I see lots of weird performance qwerks because of this, for example running -N5 and spawning 1 reader, and 4 processing threads is far faster than -N and expecting the RTS to “do the right thing”, performance will degrade with more threads as well.

My hunch is that Haskell’s heap and threading system makes too many assumptions about memory latency, and hates the L3 cache on my Zen 3 CPU.

ReleaseCandidate · March 19, 2024, 7:32pm

Oh yes, this is better

The format of the result is different, but the number of stations is correct and the values look correct too.

In multi-threaded mode it needs 21MB of RAM and 8 threads, but uses only 120% of CPU (instead of 800% for 8 fully used cores). The time is therefore longer than in the single-thread version, 320s, 5min 20s.

% hyperfine -w 1 -r 5 './1brc m > solution.txt'
Benchmark 1: ./1brc m > solution.txt
  Time (mean ± σ):     318.603 s ± 10.467 s    [User: 365.078 s, System: 9.115 s]
  Range (min … max):   305.822 s … 332.892 s    5 runs

In single-threaded mode: 16MB RAM, 100% CPU and a runtime of 290s, 4m 50s.
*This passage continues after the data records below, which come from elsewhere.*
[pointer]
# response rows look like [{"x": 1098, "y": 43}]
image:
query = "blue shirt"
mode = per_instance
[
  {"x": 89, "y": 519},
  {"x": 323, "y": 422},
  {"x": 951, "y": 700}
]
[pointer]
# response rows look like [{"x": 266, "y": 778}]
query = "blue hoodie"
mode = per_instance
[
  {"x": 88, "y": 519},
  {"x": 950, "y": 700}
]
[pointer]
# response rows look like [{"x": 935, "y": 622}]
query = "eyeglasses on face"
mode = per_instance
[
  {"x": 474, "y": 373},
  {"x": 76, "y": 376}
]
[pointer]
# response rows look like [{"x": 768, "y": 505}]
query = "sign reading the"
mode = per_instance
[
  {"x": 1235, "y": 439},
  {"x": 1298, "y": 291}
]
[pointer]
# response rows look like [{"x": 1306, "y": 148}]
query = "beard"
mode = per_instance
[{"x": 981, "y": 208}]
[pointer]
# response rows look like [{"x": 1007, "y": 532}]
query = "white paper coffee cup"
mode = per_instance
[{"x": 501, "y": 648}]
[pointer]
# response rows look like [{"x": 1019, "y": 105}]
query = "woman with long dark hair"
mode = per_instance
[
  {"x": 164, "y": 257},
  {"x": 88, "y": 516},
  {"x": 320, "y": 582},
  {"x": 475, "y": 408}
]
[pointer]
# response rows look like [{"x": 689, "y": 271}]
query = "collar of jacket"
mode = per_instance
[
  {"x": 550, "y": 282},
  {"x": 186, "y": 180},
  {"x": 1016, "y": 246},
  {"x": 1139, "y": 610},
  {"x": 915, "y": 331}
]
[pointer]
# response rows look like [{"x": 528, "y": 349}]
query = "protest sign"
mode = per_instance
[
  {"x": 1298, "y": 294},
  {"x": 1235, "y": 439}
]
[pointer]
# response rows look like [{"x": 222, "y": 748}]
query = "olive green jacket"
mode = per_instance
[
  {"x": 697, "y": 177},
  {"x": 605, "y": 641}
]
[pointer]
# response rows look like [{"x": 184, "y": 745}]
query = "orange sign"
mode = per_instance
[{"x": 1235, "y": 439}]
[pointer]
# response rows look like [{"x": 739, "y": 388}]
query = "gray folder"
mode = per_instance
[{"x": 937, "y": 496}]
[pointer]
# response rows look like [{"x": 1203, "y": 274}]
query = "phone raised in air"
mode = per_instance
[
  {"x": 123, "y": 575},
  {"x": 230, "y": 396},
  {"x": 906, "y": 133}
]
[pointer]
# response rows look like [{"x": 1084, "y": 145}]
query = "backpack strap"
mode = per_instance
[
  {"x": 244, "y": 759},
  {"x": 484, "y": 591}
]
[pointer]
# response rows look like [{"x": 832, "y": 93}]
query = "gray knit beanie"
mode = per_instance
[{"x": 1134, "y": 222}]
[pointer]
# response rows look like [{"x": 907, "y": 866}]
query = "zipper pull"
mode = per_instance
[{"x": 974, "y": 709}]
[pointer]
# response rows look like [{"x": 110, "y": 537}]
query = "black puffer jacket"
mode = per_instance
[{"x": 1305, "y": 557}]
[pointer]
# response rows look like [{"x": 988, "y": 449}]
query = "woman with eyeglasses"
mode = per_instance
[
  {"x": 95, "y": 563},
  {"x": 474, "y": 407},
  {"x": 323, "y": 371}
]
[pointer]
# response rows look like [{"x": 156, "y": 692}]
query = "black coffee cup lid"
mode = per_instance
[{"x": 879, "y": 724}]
% hyperfine -w 1 -r 5 './1brc s > solution.txt'
Benchmark 1: ./1brc s > solution.txt
  Time (mean ± σ):     290.503 s ±  4.688 s    [User: 285.638 s, System: 2.397 s]
  Range (min … max):   283.823 s … 294.683 s    5 runs

YellowOnion · March 19, 2024, 11:17pm

The multithreaded one needs +RTS -N<n>, 120% CPU and only 20MB of RAM would hint it’s set to 1 (the default), mine seems to bottleneck around 4-5 threads.